O que aconteceu é que a economia global ficou mais dependente da guerra às drogas. Ouvi rumores de que muitos banqueiros de Wall Street estão preocupados porque, se as drogas forem legalizadas, vai haver um colapso. E não se esqueça dos prisioneiros. Nos Estados Unidos são investidos US$ 50 bilhões na seção de narcóticos, seja com agentes, agentes de fronteira, prisões. É um ralo da nossa sociedade. Porque 50% dos prisioneiros estão lá por causa de drogas. Não são perigosos. Mas vão se tornar perigosos quando saírem de lá. O Brasil está tomando algumas medidas, como descriminalizar a posse de pouca quantidade de drogas. É um passo na direção correta.

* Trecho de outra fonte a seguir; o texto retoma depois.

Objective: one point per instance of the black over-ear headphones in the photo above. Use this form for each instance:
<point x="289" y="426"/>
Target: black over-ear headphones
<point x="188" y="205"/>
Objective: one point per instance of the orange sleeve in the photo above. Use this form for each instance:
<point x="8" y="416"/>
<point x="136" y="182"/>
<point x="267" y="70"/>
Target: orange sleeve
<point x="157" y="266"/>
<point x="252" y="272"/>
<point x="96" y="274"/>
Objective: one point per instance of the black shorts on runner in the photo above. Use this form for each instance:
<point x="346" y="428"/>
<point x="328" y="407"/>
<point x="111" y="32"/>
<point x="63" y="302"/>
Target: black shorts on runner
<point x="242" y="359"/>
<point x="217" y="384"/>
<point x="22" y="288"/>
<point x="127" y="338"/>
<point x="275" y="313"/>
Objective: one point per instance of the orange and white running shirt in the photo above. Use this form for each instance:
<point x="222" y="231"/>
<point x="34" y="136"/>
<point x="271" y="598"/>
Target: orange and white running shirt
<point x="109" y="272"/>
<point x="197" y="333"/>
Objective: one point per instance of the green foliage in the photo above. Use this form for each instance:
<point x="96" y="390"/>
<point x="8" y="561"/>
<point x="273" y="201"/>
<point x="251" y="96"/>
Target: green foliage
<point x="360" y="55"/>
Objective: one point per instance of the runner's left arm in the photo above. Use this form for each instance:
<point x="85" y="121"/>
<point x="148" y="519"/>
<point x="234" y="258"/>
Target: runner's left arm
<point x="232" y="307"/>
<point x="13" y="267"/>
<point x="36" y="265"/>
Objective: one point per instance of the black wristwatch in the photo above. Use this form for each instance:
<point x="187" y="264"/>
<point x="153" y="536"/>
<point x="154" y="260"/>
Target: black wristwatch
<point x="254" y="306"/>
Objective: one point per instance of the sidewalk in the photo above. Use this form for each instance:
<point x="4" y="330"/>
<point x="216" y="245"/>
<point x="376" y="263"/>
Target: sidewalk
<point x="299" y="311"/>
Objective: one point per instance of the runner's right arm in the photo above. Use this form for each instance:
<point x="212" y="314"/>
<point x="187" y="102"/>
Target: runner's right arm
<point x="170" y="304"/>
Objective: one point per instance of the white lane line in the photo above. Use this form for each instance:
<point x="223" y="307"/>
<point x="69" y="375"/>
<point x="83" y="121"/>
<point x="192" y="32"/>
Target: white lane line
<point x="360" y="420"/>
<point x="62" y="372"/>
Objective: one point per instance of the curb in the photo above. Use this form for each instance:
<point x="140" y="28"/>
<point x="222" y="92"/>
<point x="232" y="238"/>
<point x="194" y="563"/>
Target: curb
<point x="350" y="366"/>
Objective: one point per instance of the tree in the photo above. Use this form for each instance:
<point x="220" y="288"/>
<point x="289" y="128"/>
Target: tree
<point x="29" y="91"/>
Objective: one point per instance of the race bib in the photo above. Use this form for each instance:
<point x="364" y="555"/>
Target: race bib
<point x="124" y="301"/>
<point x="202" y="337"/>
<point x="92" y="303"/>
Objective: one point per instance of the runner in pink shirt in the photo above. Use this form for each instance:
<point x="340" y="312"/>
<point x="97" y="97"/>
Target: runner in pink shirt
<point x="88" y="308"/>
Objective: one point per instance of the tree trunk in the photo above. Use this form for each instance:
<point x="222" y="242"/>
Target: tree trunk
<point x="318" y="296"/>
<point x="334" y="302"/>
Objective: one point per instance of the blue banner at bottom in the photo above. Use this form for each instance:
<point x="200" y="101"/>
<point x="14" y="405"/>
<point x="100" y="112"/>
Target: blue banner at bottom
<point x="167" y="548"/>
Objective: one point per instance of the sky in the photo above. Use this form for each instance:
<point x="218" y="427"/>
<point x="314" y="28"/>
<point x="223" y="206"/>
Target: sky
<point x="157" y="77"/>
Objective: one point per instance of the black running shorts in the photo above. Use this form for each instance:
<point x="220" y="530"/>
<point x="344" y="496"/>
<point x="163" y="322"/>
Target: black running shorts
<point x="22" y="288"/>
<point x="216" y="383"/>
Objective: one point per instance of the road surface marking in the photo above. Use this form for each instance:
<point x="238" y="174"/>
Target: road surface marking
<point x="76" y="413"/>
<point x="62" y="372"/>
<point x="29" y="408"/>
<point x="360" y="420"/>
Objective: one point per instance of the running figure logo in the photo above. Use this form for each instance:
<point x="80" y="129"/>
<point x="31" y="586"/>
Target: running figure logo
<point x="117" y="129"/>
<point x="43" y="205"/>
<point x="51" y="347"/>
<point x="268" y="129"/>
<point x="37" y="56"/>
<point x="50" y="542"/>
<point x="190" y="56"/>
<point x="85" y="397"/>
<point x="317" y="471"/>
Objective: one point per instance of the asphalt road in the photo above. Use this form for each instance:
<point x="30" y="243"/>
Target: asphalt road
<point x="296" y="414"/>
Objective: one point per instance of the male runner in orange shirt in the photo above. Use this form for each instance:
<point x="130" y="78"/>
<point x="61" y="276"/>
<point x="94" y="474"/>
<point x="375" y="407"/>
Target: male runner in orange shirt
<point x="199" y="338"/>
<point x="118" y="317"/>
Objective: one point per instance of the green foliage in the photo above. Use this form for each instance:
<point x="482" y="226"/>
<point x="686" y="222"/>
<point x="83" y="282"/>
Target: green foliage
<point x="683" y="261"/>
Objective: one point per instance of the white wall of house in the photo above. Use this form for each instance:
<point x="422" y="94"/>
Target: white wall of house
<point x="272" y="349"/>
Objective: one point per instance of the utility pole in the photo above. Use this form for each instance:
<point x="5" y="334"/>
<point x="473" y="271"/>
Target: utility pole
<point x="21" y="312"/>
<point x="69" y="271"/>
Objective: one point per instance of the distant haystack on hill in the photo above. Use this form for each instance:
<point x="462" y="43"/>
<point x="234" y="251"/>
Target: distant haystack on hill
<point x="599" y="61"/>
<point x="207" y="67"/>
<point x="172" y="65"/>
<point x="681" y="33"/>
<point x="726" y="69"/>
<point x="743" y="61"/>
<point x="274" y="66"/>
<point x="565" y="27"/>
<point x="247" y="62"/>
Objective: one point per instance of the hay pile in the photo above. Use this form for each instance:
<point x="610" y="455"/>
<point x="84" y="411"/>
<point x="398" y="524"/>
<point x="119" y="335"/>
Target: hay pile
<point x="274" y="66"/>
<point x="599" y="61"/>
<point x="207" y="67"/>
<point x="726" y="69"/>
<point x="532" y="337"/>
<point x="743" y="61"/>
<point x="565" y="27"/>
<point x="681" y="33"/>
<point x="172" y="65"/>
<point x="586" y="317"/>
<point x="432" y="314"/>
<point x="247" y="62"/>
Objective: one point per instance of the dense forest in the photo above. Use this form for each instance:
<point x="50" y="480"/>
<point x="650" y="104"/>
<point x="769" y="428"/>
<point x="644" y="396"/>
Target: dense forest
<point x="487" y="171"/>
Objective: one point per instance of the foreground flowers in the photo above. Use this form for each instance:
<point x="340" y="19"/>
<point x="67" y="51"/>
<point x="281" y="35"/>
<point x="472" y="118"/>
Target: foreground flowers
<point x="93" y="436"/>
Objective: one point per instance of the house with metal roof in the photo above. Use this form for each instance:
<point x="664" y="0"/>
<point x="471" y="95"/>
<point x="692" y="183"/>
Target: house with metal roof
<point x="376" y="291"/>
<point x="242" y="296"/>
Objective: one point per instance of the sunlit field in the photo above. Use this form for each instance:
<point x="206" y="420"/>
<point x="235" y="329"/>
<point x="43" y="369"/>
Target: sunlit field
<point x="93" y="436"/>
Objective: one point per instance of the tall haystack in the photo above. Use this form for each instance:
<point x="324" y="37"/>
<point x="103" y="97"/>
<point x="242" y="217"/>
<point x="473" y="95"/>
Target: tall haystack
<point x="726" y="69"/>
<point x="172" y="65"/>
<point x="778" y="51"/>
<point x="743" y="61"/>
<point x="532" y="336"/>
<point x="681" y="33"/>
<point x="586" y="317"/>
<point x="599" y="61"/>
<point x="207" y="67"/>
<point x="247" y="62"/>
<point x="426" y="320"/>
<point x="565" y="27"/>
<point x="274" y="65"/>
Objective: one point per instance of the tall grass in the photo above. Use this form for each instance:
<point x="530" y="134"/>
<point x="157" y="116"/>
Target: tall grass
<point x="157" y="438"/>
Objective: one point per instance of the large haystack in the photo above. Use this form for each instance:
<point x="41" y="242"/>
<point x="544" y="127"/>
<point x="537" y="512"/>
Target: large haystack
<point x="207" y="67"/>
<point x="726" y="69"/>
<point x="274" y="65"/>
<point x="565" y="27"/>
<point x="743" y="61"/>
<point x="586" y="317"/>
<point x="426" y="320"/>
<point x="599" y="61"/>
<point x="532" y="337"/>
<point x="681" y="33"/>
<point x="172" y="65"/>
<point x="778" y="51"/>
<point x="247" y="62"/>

iG: O que pode falar sobre sua experiência pessoal com as drogas?
Oliver Stone: Minha experiência pessoal com as drogas não é um assunto aqui. Fiz um filme. Eu realmente tenho alguma experiência. Eu disse o que disse antes. A natureza desse filme foi ditada pelo livro, não por minhas experiências pessoais. Seria como dizer que a tortura no filme é baseada na minha experiência em torturar pessoas (risos).

iG: Você está com 65 anos, mas seus filmes são cheios de energia jovial. De onde vem isso? Ainda assiste a muitos filmes novos?

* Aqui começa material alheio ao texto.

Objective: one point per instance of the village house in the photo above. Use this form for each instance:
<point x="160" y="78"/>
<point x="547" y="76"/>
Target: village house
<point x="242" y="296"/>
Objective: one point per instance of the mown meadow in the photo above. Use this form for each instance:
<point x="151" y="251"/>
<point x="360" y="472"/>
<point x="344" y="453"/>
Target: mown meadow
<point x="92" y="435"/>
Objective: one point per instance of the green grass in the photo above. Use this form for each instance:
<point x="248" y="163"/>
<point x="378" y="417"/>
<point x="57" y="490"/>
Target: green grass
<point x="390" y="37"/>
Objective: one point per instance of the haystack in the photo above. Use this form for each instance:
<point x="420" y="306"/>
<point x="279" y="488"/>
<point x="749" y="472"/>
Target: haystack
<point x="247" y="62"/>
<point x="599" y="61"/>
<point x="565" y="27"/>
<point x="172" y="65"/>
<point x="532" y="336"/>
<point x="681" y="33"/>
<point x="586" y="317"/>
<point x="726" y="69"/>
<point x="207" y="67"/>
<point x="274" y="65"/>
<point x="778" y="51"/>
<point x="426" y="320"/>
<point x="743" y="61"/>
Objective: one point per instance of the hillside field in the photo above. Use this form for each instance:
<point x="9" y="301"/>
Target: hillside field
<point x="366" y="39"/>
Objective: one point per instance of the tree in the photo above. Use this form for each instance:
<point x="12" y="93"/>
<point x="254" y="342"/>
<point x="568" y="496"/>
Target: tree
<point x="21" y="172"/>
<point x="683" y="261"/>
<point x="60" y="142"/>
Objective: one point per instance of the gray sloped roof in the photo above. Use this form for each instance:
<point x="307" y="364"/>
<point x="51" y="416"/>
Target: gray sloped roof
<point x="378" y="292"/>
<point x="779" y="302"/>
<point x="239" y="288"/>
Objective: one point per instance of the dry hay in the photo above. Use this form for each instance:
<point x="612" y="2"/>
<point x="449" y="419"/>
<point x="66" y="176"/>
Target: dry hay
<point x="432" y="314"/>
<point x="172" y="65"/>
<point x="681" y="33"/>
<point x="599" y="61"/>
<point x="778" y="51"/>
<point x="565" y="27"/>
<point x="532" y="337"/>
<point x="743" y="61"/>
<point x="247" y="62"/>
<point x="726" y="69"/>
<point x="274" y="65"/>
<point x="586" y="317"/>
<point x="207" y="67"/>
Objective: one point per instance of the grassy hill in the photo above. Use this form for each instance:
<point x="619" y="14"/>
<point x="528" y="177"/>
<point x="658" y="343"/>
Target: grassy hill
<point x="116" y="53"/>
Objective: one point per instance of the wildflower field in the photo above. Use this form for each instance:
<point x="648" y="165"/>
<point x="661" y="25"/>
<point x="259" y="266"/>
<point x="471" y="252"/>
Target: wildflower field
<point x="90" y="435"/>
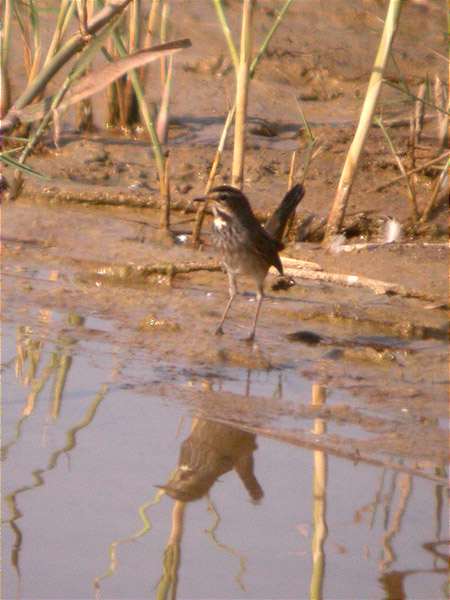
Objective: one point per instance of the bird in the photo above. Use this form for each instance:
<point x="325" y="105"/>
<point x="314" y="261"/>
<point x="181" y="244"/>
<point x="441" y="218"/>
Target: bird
<point x="246" y="246"/>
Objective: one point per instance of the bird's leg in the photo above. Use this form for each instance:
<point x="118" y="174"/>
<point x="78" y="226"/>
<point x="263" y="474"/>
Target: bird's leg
<point x="232" y="288"/>
<point x="259" y="299"/>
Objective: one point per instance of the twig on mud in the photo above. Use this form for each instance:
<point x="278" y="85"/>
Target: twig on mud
<point x="377" y="286"/>
<point x="143" y="271"/>
<point x="416" y="170"/>
<point x="408" y="179"/>
<point x="357" y="456"/>
<point x="441" y="185"/>
<point x="373" y="245"/>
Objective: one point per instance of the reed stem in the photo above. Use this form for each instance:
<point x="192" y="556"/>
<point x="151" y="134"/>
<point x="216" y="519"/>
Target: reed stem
<point x="337" y="213"/>
<point x="243" y="78"/>
<point x="64" y="54"/>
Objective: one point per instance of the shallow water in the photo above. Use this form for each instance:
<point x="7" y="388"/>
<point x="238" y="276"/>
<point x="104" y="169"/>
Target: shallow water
<point x="84" y="448"/>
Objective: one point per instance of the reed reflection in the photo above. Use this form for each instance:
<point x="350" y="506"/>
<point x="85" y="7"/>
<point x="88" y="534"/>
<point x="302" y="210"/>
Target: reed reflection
<point x="320" y="479"/>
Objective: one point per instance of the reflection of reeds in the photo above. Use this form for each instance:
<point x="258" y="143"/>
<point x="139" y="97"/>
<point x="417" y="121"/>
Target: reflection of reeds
<point x="167" y="586"/>
<point x="319" y="501"/>
<point x="212" y="534"/>
<point x="64" y="364"/>
<point x="112" y="552"/>
<point x="405" y="486"/>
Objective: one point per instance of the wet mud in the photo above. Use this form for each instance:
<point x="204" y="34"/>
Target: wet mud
<point x="151" y="458"/>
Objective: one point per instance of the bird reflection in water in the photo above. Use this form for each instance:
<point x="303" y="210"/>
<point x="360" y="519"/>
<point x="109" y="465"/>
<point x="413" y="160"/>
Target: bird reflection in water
<point x="211" y="450"/>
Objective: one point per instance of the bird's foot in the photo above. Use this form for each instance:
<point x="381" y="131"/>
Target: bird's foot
<point x="249" y="339"/>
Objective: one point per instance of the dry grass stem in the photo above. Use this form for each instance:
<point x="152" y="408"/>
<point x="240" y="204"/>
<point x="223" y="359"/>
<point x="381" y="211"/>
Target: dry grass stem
<point x="212" y="175"/>
<point x="440" y="189"/>
<point x="64" y="54"/>
<point x="243" y="78"/>
<point x="227" y="33"/>
<point x="409" y="183"/>
<point x="165" y="197"/>
<point x="442" y="103"/>
<point x="337" y="213"/>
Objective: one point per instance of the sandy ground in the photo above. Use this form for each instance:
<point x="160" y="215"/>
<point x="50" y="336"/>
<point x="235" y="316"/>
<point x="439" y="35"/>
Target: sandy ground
<point x="98" y="213"/>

Oliver Stone: Assisto a muitos filmes. Adoro ler. Adoro história, estou trabalhando nessa série documental chamada "The Untold History of the United States" pelos últimos quatro anos. Você não pode fingir energia. Acho que tenho curiosidade intelectual. Vi esse livro e foi uma faísca. Não quero me repetir. Quero continuar sendo eu mesmo, mas a história tem de ser original. Cada filme tem de ser único, tem de ter dinâmica e tensão, se você perder essa habilidade de manter a dinâmica e a tensão, só está passando uma mensagem. Não tenho interesse nisso. Então espero continuar. É incrível ter energia. Nietzsche disse: “A energia é um monstro sagrado” – ela pode te machucar.